明史卷二百十七 列傳第一百五 于慎行

出自と日講官

  • 于慎行は字を無垢といい、東阿の人。十七歳で郷試に及第し、御史が鹿鳴宴の席で元服させようとしたが、父の命を受けていないとして辞退した。
  • 隆慶二年(1568年)に進士となり、庶吉士に改められ編修に任じられた。萬厯の初め、穆宗實錄が成って修撰に進み、日講官を務めた。旧例では翰林の高官が日講に侍り、史官が加わることは無かったが、慎行と張位、および王家屏・沈一貫・陳于陛がみな史官のままこれを得たのは異例である。
  • かつて講義が終わったあと、帝が御府の図画を出して講官に題を分けて詩を作らせた。慎行は書が下手であったので、詩ができると人に書かせ、ありのままに答えた。帝は喜び、かつて「責難陳善」の四字を大書して賜り、詞林は盛事として伝えた。

張居正との関係

  • 御史の劉臺が張居正を弾劾して逮捕されたとき、同僚はみな避け隠れたが、慎行だけは見舞いに行った。
  • 居正の奪情に際しては同官とともに疏を具えて諫めたが、吕調陽が阻んで上げられなかった。居正は聞いて怒り、後日、慎行に「君は私が厚遇している者なのに、これもするのか」と言った。慎行は落ち着いて「まさに公に厚遇されているからです」と答え、居正は不快になった。慎行はまもなく病により帰郷した。
  • 居正が没すると旧官に起用されて左諭徳に進み、日講は従前どおりであった。当時、居正はすでに敗れ、侍郎の邱橓がその家を籍没しに赴いた。慎行は書を送って、居正の母は老い、諸子は覆った巣の下で顛沛して痛ましい、明主の帷蓋の恩を推し明らかにし、大臣の簪履の誼を全うすべきである、と言った。言葉は極めて懇切で、時論はこれを是とした。

太廟の祧遷を論ず

  • 侍講學士から禮部右侍郎に抜擢され、左に転じ、吏部に改まって詹事府を掌り、ついで禮部尚書に遷った。慎行は典制に明るく、諸大礼を多く裁定した。
  • 先に嘉靖年間、孝烈后の升祔で仁宗を祧り、萬厯改元で穆宗の升祔によりさらに宣宗を祧った。慎行は礼にかなわないとして「太廟祧遷考」を作って言った。
  • 古の七廟の制は三昭三穆と太祖の廟で七つである。劉歆と王肅はいずれも高祖・曽祖・祖・禰および五世・六世を三昭三穆とし、兄弟が相い伝えた場合は同堂異室として一世とすべきでないとした。
  • 本朝は成祖がすでに世室となり、太祖とともに百世不遷である。

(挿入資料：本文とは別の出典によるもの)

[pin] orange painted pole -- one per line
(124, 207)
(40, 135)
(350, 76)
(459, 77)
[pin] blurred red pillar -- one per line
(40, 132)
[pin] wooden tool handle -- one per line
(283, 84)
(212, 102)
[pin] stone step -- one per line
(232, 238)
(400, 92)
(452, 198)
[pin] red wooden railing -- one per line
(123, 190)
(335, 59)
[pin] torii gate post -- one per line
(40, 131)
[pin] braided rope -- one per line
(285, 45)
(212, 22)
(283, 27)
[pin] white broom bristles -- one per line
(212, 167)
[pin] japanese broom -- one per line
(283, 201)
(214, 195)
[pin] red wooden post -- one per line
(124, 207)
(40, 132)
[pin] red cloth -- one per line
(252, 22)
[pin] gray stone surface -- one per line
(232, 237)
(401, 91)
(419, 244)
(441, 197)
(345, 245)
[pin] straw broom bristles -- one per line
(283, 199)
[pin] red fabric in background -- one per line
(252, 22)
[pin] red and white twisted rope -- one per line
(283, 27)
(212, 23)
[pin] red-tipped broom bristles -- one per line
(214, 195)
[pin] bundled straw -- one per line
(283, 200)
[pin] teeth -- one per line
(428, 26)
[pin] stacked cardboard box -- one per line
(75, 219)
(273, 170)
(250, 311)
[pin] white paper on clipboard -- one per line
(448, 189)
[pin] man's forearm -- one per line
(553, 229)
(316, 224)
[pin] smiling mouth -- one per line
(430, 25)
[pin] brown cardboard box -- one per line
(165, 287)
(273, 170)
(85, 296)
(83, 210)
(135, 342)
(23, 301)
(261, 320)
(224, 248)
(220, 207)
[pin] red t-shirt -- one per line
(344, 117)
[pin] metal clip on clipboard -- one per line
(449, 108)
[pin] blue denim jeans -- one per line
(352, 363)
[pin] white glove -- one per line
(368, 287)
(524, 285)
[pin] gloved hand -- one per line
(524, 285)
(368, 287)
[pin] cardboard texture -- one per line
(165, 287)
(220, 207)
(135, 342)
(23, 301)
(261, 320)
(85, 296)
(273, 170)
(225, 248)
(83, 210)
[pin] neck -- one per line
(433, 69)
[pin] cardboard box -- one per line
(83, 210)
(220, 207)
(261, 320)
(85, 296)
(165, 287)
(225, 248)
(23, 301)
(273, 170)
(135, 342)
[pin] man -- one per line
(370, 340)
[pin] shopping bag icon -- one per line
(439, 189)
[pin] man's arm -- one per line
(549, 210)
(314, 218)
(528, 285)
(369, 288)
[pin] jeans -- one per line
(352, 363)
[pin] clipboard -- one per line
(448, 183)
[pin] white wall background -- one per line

とすれば仁宗以下は必ず実際に六世を経てはじめて三昭三穆が備わる。孝宗と睿宗は兄弟、武宗と世宗も兄弟で昭穆が同じであるから、それぞれ一世とすべきでない。世宗の升祔は仁宗から数えてわずか六世であるから仁宗を祧るべきでなく、穆宗の升祔では仁宗を祧るべきで宣宗を祧るべきでない、と。晋・唐・宋の故事を引いて論拠とした。その言は明晰で的確であり、事は行われなかったが、識者はその礼に通じていることに服した。
  • また南昌・夀春ら十五王は世次がすでに遠いから、別に陵園で祭るべきで太廟に祔享すべきでないと言ったが、これも寝かされて行われなかった。

冊立を請うて退く

  • 十八年(1590年)正月、早く東宮を建て、出閣して講読させるよう上疏して請い、冬にもまた請うた。帝は怒り、重ねて厳しい旨で詰責したが、慎行は怯まず、翌日また「冊立は臣の部の職掌です。臣らが言わなければ罪は帰するところがあります。願わくは速やかに大計を決し、臣を田里に放ち帰されたい」と言った。帝はいよいよ不快で、君に要求し、上を疑い、国本を淆乱したと責め、僚属ともども俸を奪った。
  • 山東の郷試で試験官の名が事前に伝わり、果たしてそのとおりになった。言者はそこで礼官を弾劾し、みな俸を停められた。慎行は罪を引いて休職を乞い、章を重ねて上げてようやく許された。
  • 家に居ること十余年、内外がたびたび推薦したが、いずれも寝かされた。三十三年(1605年)にはじめて起用されて詹事府を掌り、辞退の疏を上げたが、また留められて下されなかった。
  • 二年して廷推で閣臣七人が挙げられ、慎行が筆頭であった。詔で太子少保兼東閣大學士を加えて機務に参ずることになり、二度辞したが許されず、そこで道に就いた。
  • 慎行はすでに病を得ており、廷謝のとき拝礼の起居が儀にかなわず、上疏して罪を請い、帰って家に臥した。そこで遺疏を草し、帝が大臣に親しみ、遺逸を録し、言官を補うよう請うた。数日して没した。年六十三。太子太保を贈られ、文定と諡された。
  • 慎行の学は筋道が通り百家を貫き、神宗のとき詞館では慎行と臨朐の馮琦の文学が一時の冠とされた。